Читаю Микеланджело и Леонардо. И еще моего любимого, необыкновенного, нежного Чехова — это тоже одна из сторон моей души.
Сегодня идет снег, мне хочется, чтобы он шел и в Казани. Может быть, ты болен, скрываешь это от меня и потому отложил свой приезд? Может быть, и тебе смутно, тоскливо? Я хочу, чтобы ты никогда не забывал, что есть на свете друг, которому дороги все твои радости и печали. И не беда, если этот друг... Снова забыла! Все хорошо.
Дорогой мой, никогда я не думала, что придет время, когда мне до зарезу понадобится твоя холодность, твоя трезвость — все, что я так не люблю в тебе и к чему — я это чувствую — ты себя принуждаешь. Не знаю даже, как и назвать то, что происходит со мной... Ты знаешь, сколько сил и упорства отдавала я живописи? Если есть во мне что-нибудь цельное, нетронутое — это любовь к живописи, радовавшая уже и тем, что всегда помогала мне внутренне сосредоточиться, «вернуться к себе». Так вот, я бросила мастерскую и ушла, хотя Добужинский хвалил мои последние работы.
Трудно рассказать в письме, как это случилось.
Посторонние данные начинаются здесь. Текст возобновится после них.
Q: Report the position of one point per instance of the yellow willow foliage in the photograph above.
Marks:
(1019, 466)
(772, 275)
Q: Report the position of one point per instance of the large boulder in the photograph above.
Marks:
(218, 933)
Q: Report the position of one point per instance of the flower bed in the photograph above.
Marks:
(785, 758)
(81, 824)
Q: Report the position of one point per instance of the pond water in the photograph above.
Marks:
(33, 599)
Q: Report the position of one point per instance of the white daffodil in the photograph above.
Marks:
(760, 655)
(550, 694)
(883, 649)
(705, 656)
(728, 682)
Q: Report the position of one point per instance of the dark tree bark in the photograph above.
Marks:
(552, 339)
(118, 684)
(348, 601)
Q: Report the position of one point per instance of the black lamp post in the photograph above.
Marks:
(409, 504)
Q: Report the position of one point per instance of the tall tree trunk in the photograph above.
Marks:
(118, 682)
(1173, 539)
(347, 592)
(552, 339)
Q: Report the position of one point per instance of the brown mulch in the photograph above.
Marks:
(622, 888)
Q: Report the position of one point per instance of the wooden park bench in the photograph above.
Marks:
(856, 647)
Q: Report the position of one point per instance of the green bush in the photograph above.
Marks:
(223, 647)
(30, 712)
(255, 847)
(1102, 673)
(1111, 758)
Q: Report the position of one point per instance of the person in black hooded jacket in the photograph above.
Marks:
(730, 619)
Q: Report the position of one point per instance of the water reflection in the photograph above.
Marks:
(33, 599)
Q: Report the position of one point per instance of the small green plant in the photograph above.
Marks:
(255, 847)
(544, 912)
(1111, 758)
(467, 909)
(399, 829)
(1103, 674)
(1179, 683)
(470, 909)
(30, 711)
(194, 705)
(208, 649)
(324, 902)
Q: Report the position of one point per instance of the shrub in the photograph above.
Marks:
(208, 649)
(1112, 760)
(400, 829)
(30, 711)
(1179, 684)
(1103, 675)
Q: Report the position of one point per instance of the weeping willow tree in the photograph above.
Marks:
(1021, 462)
В общем, так. Давно уже я стала мучиться ощущением, что мы где-то «в пригороде», на тихой улице, до которой едва доносится шум отчаянной схватки между художниками всех направлений. Не раз приходило мне в голову, что главное — там, а в нашей студии, устроенной по образцу «свободных парижских студий», все и происходит «по образцу», а своего, то есть самостоятельного, — мало. Так вот, теперь я убедилась в том, что занималась не живописью, а живописью «по поводу», стало быть, не только не работала до сих пор, а даже еще не приблизилась к работе.
Пишу тебе с темной головой, после трехдневных споров, сумасшедших, начавшихся в доме одного коллекционера, с которым меня познакомил Дмитрий Горин. Он давно звал меня посмотреть это собрание (владелец — некий мануфактурист, подражающий Станиславскому и действительно чем-то на него похожий). Я отговаривалась, может быть инстинктивно. Но вот согласилась — и боже мой, что обрушилось на меня, какой странный, уродливый, сдвинутый, ослепительный мир! Собрание строго современное, состоящее главным образом из бубнововалетцев. Спор начался сразу, потому что я с первой минуты накинулась на рассчитанную наивность, на подражание вывескам в картинах Ларионова и Гончаровой. Перед Татлиным мы с Дмитрием только что не подрались, в особенности когда он стал доказывать, что «угловые и центровые контррельефы» обогатили живопись, потому что «надо искать выход по ту сторону холста». Тут же он сравнил Татлина с византийскими иконописцами, на том основании, что и они разрабатывали живописную поверхность, «не заботясь о сюжете, который повторялся столетиями и не имел для них никакого значения». Я ничего не поняла из всей этой абракадабры, но когда мы вернулись к Гончаровой, передо мной действительно мелькнул «иконописный» угол зрения, хотя я не нашла ничего общего между Татлиным и ею. И не Дмитрий с его византийской ученостью помог мне, а одно воспоминание, детское, еще допансионских лет. Я — в церкви, где самый воздух окрашен светом лампад, вечерней зарей, проникающей через полуприкрытые окна. Окрашено все — струящийся дым ладана, мерцающая утварь, странная, женская, золотая одежда священника. «Царские врата» окружены картинами, и другие врата, справа и слева, устроены среди картин. Везде, куда ни взглянешь, картины, иконы. Они — ни для чего, они не могут быть другими. И нужно, чтобы их было много, потому что все вместе они составляют новую, громадную, во всю стену картину. Темно поблескивающие лица, серебряные ризы, оставляющие открытыми лица и руки.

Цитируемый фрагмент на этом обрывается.